Pakistan's Trade Dynamics in 2026 — IT Exports Surge as Merchandise Trade Faces Structural Challenges

Share Tweet WhatsApp

KARACHI — Pakistan's trade dynamics are undergoing a significant transformation in 2026, with record-breaking IT exports offsetting a decline in merchandise trade, while the State Bank of Pakistan projects GDP growth between 3.75 and 4.75 per cent. The economic recovery remains heavily reliant on domestic consumption, imports, and workers' remittances rather than traditional exports.

IT and IT-enabled services exports reached an all-time high of $437 million in December 2025, marking the first time monthly export revenue exceeded $400 million. Total IT exports for the first half of FY26 stood at $2.24 billion, and by the end of the first nine months (July-March), the figure surged to $3.38 billion — a 19.7 per cent growth compared to $2.82 billion in the same period last year. The government has set an ambitious target of $5 billion for IT exports in FY26.

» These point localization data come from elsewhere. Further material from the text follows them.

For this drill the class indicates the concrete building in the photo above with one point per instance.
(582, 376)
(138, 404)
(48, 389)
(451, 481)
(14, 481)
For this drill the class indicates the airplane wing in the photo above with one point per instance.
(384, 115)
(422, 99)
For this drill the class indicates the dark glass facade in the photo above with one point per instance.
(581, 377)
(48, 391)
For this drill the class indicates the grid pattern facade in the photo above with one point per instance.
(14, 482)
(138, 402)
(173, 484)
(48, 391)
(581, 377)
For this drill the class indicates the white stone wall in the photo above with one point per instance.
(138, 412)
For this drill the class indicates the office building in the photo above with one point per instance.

Services Sector Driving Growth

Overall services exports have risen by 17.05 per cent during the first nine months of the current fiscal year, reaching $7.34 billion in July-March FY26, up from $6.27 billion in the corresponding period last year. The IT sector remains the primary driver of this growth, with expanding client bases in the Gulf Cooperation Council (GCC) region.

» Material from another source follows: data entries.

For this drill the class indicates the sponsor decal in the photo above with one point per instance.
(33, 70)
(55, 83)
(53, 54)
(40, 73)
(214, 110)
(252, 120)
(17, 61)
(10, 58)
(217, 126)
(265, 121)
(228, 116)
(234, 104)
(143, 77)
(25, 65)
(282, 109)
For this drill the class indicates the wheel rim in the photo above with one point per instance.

The State Bank of Pakistan's supportive policies, including relaxation of the Exporters' Specialised Foreign Currency Accounts (ESFCA) retention limit from 35 to 50 per cent, have contributed to the sector's momentum.

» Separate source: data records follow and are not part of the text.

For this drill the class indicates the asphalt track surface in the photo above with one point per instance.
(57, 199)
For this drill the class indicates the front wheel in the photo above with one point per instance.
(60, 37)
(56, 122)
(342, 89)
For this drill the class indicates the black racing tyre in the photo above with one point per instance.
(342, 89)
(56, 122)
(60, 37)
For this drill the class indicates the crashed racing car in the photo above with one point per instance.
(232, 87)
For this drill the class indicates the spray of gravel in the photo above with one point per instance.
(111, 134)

Merchandise Trade Challenges

Despite the IT boom, Pakistan's overall merchandise trade exports experienced a decline in the first half of FY26. The SBP attributed this downtrend to structural issues, including:

  • Low productivity — Industrial output remains below potential, limiting export competitiveness
  • Policy inconsistencies — Frequent changes in trade policy have created uncertainty for exporters
  • Weak global value chain integration — Pakistan remains on the periphery of global supply chains
  • Product diversification gaps — Rice exports, a key agricultural export, saw notable decline

GDP and Economic Outlook

The SBP projects GDP growth at 3.75 to 4.75 per cent for FY26, though it has warned that the recovery remains more reliant on domestic consumption, imports, and remittances rather than exports and productive investment. Remittances from overseas Pakistanis continue to provide a crucial buffer for the economy.

Government Measures

To address structural challenges, the government has introduced several measures, including 100 per cent tax exemption on IT export income, simplified procedures for IT exporters and freelancers, and the auction of 5G spectrum which generated $509 million — signalling the telecom sector's bullish outlook and enabling better connectivity for digital exports.

Future Outlook

While the IT sector's trajectory remains strong, economists emphasise the need for structural reforms in merchandise trade, including improving productivity, diversifying export markets, and strengthening integration with global value chains. The government's focus on digital infrastructure and IT exports provides a promising pathway, but addressing traditional export sector challenges remains critical for sustainable economic growth.